This is what makes the bug a time-sink: it looks like an API or permissions problem, but it’s a decryption problem. The credentials were never the issue.
Why it breaks
Check your openssl version on an old machine and a new one:
openssl version
The encrypted blob in my case was generated years earlier on LibreSSL 2.8.3 (Monterey). Back then, passing an explicit salt with -S wrote the raw ciphertext without the Salted__ header that openssl normally puts at the front. LibreSSL 3.x (Ventura and up — I was on 3.3.6) expects that Salted__ header at decryption time, even when you also pass -S. No header, no decryption: bad magic number.

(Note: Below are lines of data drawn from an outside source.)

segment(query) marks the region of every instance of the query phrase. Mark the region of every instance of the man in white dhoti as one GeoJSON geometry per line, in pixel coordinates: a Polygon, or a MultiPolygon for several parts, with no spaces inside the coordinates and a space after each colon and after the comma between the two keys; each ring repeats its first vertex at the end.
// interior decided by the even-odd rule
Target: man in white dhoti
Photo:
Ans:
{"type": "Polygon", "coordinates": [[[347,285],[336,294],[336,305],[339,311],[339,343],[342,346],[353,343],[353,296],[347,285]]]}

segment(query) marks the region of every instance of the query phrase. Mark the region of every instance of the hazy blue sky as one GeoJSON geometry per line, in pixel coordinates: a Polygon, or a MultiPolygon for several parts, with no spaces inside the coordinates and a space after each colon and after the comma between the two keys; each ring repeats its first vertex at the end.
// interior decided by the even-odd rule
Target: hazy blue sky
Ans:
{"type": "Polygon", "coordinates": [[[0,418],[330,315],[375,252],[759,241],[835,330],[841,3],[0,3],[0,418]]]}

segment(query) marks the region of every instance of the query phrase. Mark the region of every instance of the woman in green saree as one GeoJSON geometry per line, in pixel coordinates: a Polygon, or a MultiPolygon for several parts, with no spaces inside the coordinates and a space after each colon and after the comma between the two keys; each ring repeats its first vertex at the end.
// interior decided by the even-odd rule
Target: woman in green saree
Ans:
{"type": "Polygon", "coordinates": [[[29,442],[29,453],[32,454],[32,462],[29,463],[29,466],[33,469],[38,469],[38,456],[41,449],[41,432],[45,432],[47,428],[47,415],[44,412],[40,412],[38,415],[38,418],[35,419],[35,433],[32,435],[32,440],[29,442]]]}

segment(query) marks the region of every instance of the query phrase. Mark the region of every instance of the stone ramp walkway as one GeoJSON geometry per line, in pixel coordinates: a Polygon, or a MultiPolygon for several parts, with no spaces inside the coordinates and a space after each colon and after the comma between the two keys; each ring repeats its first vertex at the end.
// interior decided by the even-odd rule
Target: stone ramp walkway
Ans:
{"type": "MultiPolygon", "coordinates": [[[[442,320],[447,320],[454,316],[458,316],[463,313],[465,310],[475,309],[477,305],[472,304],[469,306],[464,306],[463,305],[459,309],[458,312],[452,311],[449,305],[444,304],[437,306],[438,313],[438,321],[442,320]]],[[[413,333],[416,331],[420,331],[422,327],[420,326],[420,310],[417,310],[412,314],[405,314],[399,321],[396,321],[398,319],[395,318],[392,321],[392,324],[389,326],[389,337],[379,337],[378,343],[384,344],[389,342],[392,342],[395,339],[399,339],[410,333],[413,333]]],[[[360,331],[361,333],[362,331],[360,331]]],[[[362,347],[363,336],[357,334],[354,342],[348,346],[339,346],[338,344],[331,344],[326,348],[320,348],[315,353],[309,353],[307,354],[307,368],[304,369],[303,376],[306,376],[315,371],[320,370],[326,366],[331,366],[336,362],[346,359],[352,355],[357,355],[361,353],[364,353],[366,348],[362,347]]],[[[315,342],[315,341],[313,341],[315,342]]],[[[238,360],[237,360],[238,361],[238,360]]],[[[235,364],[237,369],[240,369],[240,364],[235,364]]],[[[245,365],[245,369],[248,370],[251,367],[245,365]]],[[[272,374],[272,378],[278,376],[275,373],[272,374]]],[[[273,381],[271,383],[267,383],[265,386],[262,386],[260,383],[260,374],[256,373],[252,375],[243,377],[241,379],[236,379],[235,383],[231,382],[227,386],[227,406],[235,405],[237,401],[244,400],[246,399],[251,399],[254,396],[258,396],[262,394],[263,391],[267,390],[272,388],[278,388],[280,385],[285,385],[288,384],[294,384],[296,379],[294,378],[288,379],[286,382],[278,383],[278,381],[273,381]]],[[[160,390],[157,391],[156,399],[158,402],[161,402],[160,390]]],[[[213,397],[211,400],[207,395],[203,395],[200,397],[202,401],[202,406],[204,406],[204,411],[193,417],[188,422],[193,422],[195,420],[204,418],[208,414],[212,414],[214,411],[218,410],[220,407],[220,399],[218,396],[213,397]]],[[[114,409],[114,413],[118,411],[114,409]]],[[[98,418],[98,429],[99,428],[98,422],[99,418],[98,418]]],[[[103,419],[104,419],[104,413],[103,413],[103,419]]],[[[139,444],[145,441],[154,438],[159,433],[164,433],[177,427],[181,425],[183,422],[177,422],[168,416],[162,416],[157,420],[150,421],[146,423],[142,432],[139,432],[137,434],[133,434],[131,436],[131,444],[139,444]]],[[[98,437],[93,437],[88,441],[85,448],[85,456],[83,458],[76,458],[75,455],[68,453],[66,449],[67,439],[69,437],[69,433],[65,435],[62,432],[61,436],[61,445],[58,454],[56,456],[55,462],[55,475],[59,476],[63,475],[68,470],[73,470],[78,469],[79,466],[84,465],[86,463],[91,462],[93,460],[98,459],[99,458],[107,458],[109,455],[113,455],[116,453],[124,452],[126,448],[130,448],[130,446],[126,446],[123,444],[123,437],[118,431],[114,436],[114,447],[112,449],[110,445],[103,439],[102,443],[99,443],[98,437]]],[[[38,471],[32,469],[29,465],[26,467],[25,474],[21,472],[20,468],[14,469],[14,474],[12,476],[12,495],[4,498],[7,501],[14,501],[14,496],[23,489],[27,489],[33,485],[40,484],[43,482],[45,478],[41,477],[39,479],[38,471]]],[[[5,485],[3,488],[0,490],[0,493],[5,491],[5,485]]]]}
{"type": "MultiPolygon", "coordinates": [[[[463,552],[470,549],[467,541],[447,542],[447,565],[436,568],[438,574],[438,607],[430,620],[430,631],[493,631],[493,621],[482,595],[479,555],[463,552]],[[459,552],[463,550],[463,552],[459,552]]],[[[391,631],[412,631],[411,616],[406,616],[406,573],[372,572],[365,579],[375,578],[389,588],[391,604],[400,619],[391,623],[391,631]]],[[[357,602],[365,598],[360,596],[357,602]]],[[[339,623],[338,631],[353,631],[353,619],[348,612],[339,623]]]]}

You can confirm it directly. Decode the blob and look at the first eight bytes:
echo "$ENCRYPTED" | openssl base64 -d -A | xxd | head -1
If they aren’t 53 61 6c 74 65 64 5f 5f — that’s Salted__ in ASCII — your blob has no header, and modern LibreSSL won’t decrypt it with -S.
The fix: stop using -S
The robust, version-independent approach is to let openssl manage the salt itself. Encrypt without -S, so the salt and header are embedded in the output:
echo "my-secret" | openssl enc -aes256 -a -A -k "$PASSPHRASE"
and decrypt without -S, reading the salt back from that embedded header:
pass=$(echo "$ENCRYPTED" | openssl enc -aes256 -d -a -A -k "$6")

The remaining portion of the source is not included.